兄は、日記を書くのが趣味だったのではないか?


僕は、兄の部屋に入った。


電気をつけた。


机を探した。


兄の部屋の本棚を探す。


あった。


鍵つきの青い日記帳。


鍵がない…。


机の引き出しを開けると、それはあった。


ページを開くとやはりあの日記からの続きも書かれている。


ペラペラ捲って、気になったページでとめた。


【竹が九你臣くにおみにキスをしたのを見てしまった。多分、これは俺のせいだ。九你臣は、多分ファーストキスだ。キスは、どんな感じだと言っていたから】


えっ…。僕のファーストキスは、竹君…


【竹が、男子中学生と会ってる話を知った。俺のせいだ。俺が竹に男を教えた。】


ペラペラと捲る。


【竹をあの子から引き離した。死んだみたいな目をしてる。多分、竹はベロベロで覚えていない。また、俺達はあの関係に戻ったんだ。】


また…。


二十歳の時に、また…


【竹は、何も覚えていない。ベロベロで俺を求めた。

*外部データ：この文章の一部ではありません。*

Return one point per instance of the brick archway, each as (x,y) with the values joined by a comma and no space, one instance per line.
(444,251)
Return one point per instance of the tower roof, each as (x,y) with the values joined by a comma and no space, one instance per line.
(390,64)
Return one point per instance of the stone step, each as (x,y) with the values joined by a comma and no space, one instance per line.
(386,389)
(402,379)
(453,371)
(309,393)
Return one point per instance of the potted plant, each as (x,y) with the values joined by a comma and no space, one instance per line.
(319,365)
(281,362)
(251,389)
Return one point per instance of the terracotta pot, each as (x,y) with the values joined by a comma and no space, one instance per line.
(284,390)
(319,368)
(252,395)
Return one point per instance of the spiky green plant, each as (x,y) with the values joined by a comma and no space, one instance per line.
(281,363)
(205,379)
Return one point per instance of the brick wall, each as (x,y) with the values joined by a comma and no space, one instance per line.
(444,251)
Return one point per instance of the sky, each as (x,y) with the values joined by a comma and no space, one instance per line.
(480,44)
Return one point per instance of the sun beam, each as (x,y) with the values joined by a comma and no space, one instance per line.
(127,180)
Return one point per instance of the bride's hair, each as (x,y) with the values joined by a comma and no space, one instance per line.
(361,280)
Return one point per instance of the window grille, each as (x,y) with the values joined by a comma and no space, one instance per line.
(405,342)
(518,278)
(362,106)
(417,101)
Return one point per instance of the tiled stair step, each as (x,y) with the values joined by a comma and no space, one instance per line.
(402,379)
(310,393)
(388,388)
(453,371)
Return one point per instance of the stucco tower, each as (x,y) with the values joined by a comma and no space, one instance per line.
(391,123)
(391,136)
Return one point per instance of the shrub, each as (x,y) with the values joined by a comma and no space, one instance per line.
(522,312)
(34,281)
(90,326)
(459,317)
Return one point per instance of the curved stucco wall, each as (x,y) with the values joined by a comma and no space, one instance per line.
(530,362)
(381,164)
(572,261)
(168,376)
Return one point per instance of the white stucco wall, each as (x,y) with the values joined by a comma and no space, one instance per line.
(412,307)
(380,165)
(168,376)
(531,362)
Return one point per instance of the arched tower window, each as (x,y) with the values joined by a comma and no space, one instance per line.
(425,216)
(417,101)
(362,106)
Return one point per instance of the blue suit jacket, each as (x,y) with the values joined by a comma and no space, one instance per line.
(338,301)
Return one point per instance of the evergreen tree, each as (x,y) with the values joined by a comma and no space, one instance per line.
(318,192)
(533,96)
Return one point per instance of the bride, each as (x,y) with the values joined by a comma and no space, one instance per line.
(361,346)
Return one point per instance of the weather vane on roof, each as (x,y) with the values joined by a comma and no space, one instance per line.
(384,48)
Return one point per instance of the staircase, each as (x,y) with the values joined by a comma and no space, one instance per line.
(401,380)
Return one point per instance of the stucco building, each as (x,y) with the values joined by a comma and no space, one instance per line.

俺は、それに答えた。あの日の竹みたいに、竹が立ち直るまでそうするつもりだ。】


兄が、この家をでるまでの日記だ。


23歳で、この家をでた。


二十歳から、三年間。


竹君は、知らなかったのかな…


本当に…。


僕には、そうは思えなかった。


竹君は、知っていたのではないだろうか?


それでも、兄と繋がりたかったのは…。


何もかも忘れたかったからではなかったのだろうか?


【俺は、竹を利用している。俺にとって、それはもう捌け口だった。仕事の苛立ち、自分への苛立ち。竹とそうすると、あの頃みたいに満たされた。欲望が叶っていく感覚、支配する感覚。俺は、優しい人間ではない事を実感する。こんなに、支配したくなる人間だと言うことを実感する。】


八が、僕に言った言葉を思い出した。


きゅう、俺のおかんはね。弱い人間やった。小さな俺を支配する事が幸せやった。人間ってな、やっぱり動物なんやで。誰かを支配する事で満たされるんやで』


極論だと思った。


でも、兄の日記を見ると、八の言葉はあながち間違ってはいないという事がわかった。


僕も、また八を支配したいだけに過ぎないのかもしれない。